On Carruthers’ next visit a house on the outskirts of the town was torn apart, along with the retired lumberjack who owned it. The reports were the same as the first – the man-shaped horror glimpsed moving through the woods and moors by concerned observers, before descending on the home. That night a single gunshot echoed through Cruden Bay, and when the police arrived that night they found the elderly resident torn up, his face frozen in a rictus of pure terror. In the warmth of his room, Maxwell Carruthers was reading. 

The revelation that even their homes weren’t safe was the last straw for Cruden Bay. The journalists and cheery hunters of the supernatural stopped coming. Many people fled to the city,  leaving a depleted, petrified remnant to hold out against the thing. Maxwell Carruthers, however,  showed no signs of strain or stress – simply a weary satisfaction. During his visit he set out from the hotel, claiming he was going to take a walk on the beach to clear his head before returning to collect his things. 

And on that day, breaking every unspoken rule she knew, Rona finally cracked and ascended to the man’s room. With more fear than she’d expected, she forced herself to unlock the door and enter that sanctum of secrets.  

At first it seemed normal enough. Carruthers kept the place tidy, and she never needed to do more than change the bedsheets and give the place a cursory dust-down before it was ready for a  new occupant. Given her own disillusionment with the job itself, she never looked closer.
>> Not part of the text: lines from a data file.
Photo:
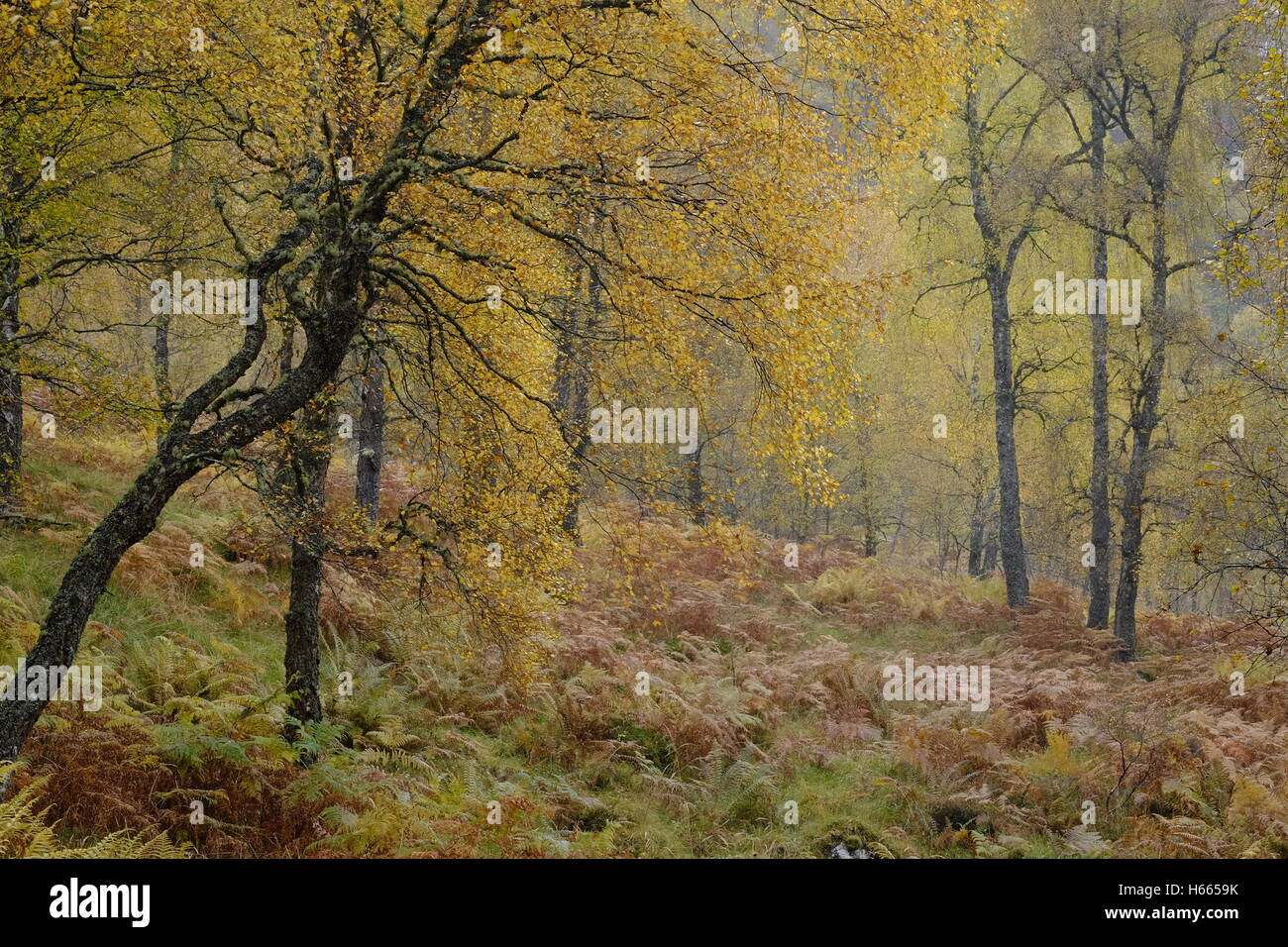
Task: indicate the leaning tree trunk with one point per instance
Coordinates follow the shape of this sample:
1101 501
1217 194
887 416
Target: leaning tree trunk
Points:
310 457
129 522
1102 525
11 386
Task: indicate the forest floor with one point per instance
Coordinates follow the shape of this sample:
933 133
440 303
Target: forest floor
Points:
763 732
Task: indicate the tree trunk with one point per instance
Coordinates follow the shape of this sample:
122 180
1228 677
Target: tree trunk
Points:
1009 534
999 266
979 518
129 522
161 369
11 386
697 491
372 437
310 457
572 390
1144 420
1102 525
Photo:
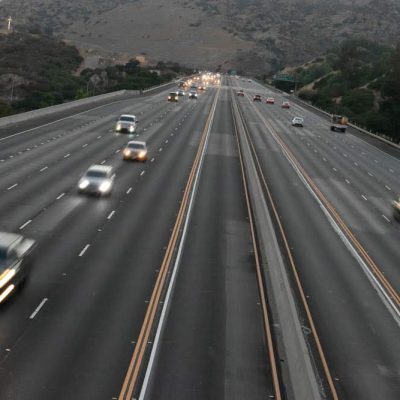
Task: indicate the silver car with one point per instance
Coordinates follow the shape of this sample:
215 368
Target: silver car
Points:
135 150
126 123
98 179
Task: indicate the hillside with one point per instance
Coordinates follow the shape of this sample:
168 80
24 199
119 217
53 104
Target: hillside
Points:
360 79
253 35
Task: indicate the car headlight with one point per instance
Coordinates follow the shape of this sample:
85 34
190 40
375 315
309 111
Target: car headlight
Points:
105 186
83 184
6 277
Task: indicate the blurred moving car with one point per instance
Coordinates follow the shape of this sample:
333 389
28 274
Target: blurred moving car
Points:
135 150
173 96
297 121
126 123
15 262
98 179
396 209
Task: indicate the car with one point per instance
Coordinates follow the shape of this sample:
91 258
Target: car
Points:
135 150
126 123
15 262
98 180
396 209
173 97
297 121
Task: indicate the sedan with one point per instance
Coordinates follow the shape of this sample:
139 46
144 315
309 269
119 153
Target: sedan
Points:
135 150
98 179
297 121
15 262
126 123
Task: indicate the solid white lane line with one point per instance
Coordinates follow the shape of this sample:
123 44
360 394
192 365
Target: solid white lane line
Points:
84 250
25 224
38 308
Until now

Her stomach twisted uncomfortably at the prospect of searching a guest’s room, breaking a pact of privacy that kept the whole business turning. But she wouldn’t let that stop her searching for the truth of the matter. If she knew nothing else, she knew that her reclusive boarder and Cruden Bay’s murderous phantom were connected.  

So she searched. The en suite bathroom provided no clues, a nondescript white-tiled affair barely big enough to have escaped being called a cupboard. The bed lay perfectly made, barely a  crinkle in the grey duvet cover. Rona’s attention, therefore, turned to the small table and chair positioned against the opposite wall. On top of it was a small television set and a tray of tea and coffee, untouched.  

She rifled through the drawers shamelessly, a sense of frantic urgency beginning to descend on the young hotelier. 

Upon examining the television case, through its immaculately cleaned vents she saw it: a  book concealed away within the guts of the machine, just visible behind a tangle of wires. Her stomach knotted tighter.  

The case came away easily, unclipping to reveal the inner workings of the television, and the book nestled within. Taking great care to ease it from its hiding place, Rona laid the tome flat on the desk and for a moment just stared at it. The rational part of her mind told her it was just a book, just like every other on the planet. Just words printed on paper. Even still, she couldn’t shake the feeling of wrongness that crawled across her skin just looking at it. 

Feelings would not be enough, however, to stop her from looking further. Carruthers was mixed up in this, and he was under her roof. A small spark of indignant anger was enough to push her over the edge, and open the first page.  

The text was unreadable to her. If her memory served it might have been Latin, but languages had never held her attention at school. She could only frown at those pages, making out the odd word here and there. Feeling foolish, Rona began leafing through the pages, looking for something that might give her a clue as to how this hidden book was connected to Maxwell  Carruthers and his pet phantom. 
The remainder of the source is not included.